“Because it's borderline preposterous,” Griffin said quietly.

“I don't care.”

“I know. Which is the second problem.”

“Huh?”

“Off the record. Way off the record. Between two experienced detectives. You need the College Hill Rapist to be Eddie Como.”

“Hey now-”

Griffin shook his head. “I know what it's like. I've been there myself. The internal pressure, the external pressure. The media isn't wrong. At a certain point, we all have to get our man.”

“You think I'm all wigged out because maybe I gave in to the public's demand for justice and screwed a major investigation?”

“No. I think you're all wigged out because maybe by rushing the investigation, you missed Sylvia Blaire's killer.”

Fitz didn't say anything, which they both knew was a yes. If Eddie was innocent, if the real College Hill Rapist was still out there… then Fitz had screwed up, and probably the women had screwed up, and not only were two young girls dead, but Eddie Como, Jr., was orphaned for no reason, and someone, probably a victim or a family member, had been driven to murder for no reason. The cost, the carnage, grew very high.

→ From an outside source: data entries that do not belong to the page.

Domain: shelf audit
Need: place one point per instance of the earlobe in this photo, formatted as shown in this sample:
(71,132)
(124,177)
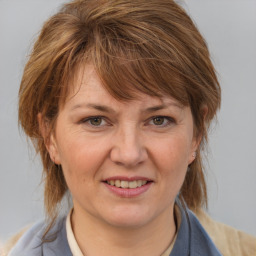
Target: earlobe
(49,138)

Which was one of the fundamental problems with a long-term investigation. At a certain point, the suspect had to be guilty, because everyone involved in the case couldn't afford for it to be otherwise.

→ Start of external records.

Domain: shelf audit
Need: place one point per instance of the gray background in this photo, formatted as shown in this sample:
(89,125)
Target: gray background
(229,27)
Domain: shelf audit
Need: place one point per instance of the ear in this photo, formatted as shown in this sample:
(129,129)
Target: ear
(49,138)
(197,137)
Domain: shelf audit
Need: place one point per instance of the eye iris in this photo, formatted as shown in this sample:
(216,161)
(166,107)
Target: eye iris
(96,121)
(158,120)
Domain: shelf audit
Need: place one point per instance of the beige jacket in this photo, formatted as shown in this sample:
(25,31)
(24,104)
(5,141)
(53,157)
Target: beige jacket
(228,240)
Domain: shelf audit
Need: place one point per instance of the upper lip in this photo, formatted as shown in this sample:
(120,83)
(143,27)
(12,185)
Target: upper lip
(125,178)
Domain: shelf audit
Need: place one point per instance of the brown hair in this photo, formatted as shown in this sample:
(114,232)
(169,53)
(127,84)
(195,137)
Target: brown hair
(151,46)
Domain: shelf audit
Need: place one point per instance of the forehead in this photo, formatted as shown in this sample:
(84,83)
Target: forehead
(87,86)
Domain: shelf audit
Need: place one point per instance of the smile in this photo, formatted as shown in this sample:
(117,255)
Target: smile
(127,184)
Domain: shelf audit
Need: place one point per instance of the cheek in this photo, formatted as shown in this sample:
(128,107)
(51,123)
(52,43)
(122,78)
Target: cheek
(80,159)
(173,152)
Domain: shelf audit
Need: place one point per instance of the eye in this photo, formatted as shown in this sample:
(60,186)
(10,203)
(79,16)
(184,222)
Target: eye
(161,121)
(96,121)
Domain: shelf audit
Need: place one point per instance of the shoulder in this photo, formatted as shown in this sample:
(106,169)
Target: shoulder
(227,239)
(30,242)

Fitz had finally come around the block again and located Griffin's car. He double-parked beside it, ignoring the irate honking that promptly sounded behind him.

“One in three hundred million times the population of the earth,” Fitz said. “Think about that.”

“I will.”

“Hey, Griffin, how much money was missing from Jillian's account?”

Griffin hesitated, his hand on the door handle. “Twenty thousand.”

“Enough to hire a shooter.”

“Probably.” Griffin hesitated again. “Fitz, she's not the only one. Dan Rosen is up to his eyebrows in hock. He took out a second mortgage on his home six months ago for a hundred thousand. Then last week, he liquidated one of his brokerage accounts. The financial guys are still trying to figure out where that money went.”

Fitz closed his eyes. “And the day just keeps getting better and better.”

“Nothing on the Pesaturo accounts yet,” Griffin said, “but I think we all know that they wouldn't need money to hire an assassin.”

“They already got Uncle Vinnie.”

“Exactly.”

“You really think one of them did it.”

“I think it's the answer that makes the most sense.”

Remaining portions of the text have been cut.